Stress really does influence how your thyroid functions!

The relationship between stress and thyroid dysfunction is something that fascinates me as I know my thyroid function was always worst after periods of stress. Whilst stressful situations are something we all have to encounter on a day-to-day basis, I have noticed that thyroid patients appear to be less equipped to deal with these stressors. I notice (and they notice) that things that previously wouldn’t normally stress them out, or things that don’t stress other people out, suddenly become unmanageable for them. Their ability to deal with stressful events becomes impaired. Their response is exaggerated.

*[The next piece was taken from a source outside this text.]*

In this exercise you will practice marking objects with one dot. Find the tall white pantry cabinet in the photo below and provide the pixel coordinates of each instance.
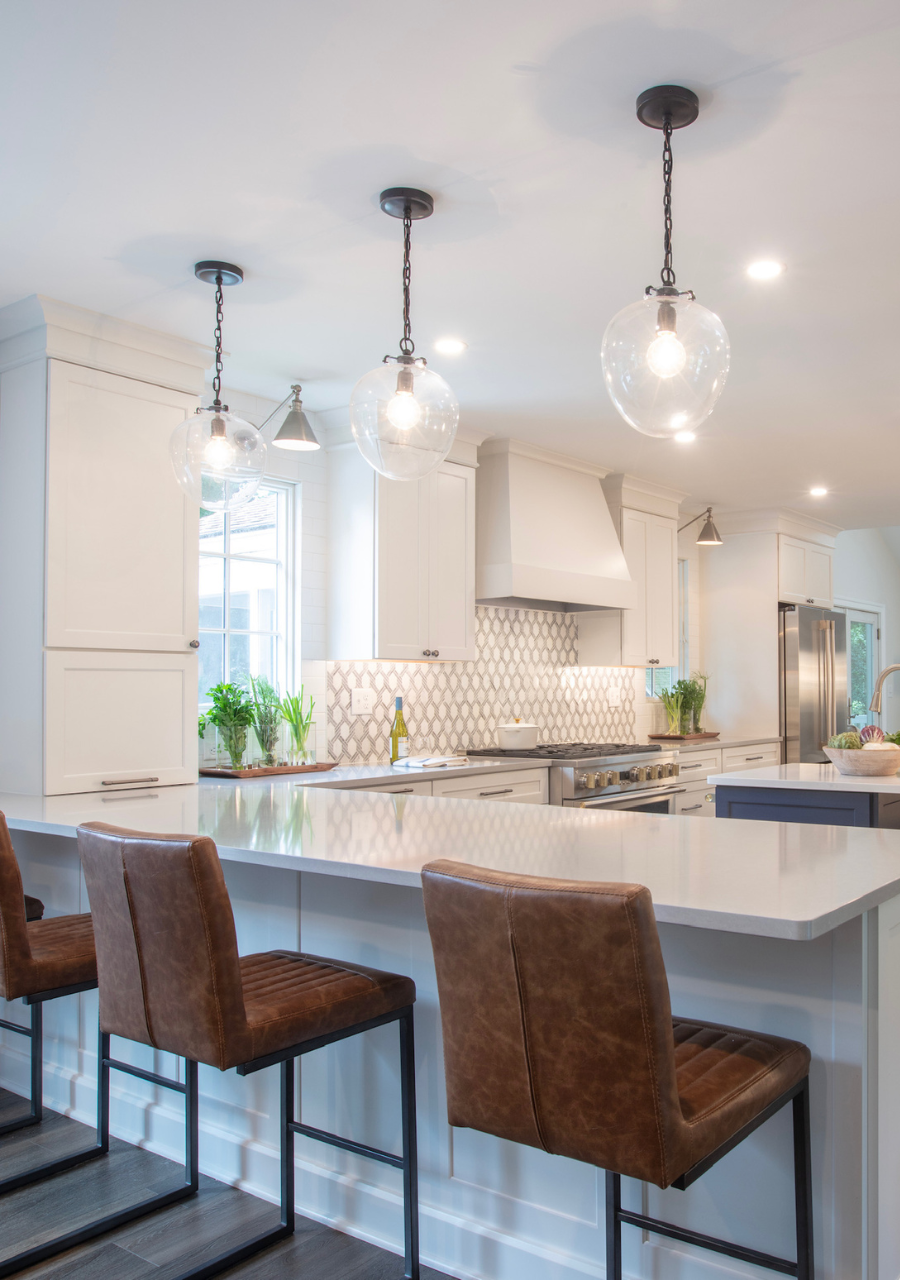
(97, 554)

To deal with this stress, one of the lifestyle modifications I ask my patients to do is to get enough sleep, as sleep is when our body repairs itself (repair is important if you have a dodgy thyroid!). Irregular sleep patterns have been shown to adversely affect the way our body functions and have been associated with increased physiological and psychological stress. In one study, biochemical and physiological stress parameters were assessed in 11 female and 9 male doctors before a normal working day and after a 24-hour period working in internal medicine (majorly stressful!). The researchers noticed that levels of thyroid stimulating hormone (TSH) were significantly higher after a 24- hour work period, though there were no changes in their cortisol levels.

The moral of the story?

The authors determined that TSH may be an early and sensitive biochemical predictor of stress (no surprises there!). They also observed that classical biochemical stress parameters (such as cortisol) do not always depict the psychological stress perceived by physicians and that there may be a mismatch between experienced and objective stress levels (which is one reason I always get my patients to do an adrenal stress profile!). Sometimes even though we don’t feel stressed, we are so used to feeling this way, we don’t know any different (and I speak from experience when I say that!). This is why the adrenocortex stress profile is so useful. It plots how you are managing your stress throughout the day and can back up (or not) how you think you are feeling!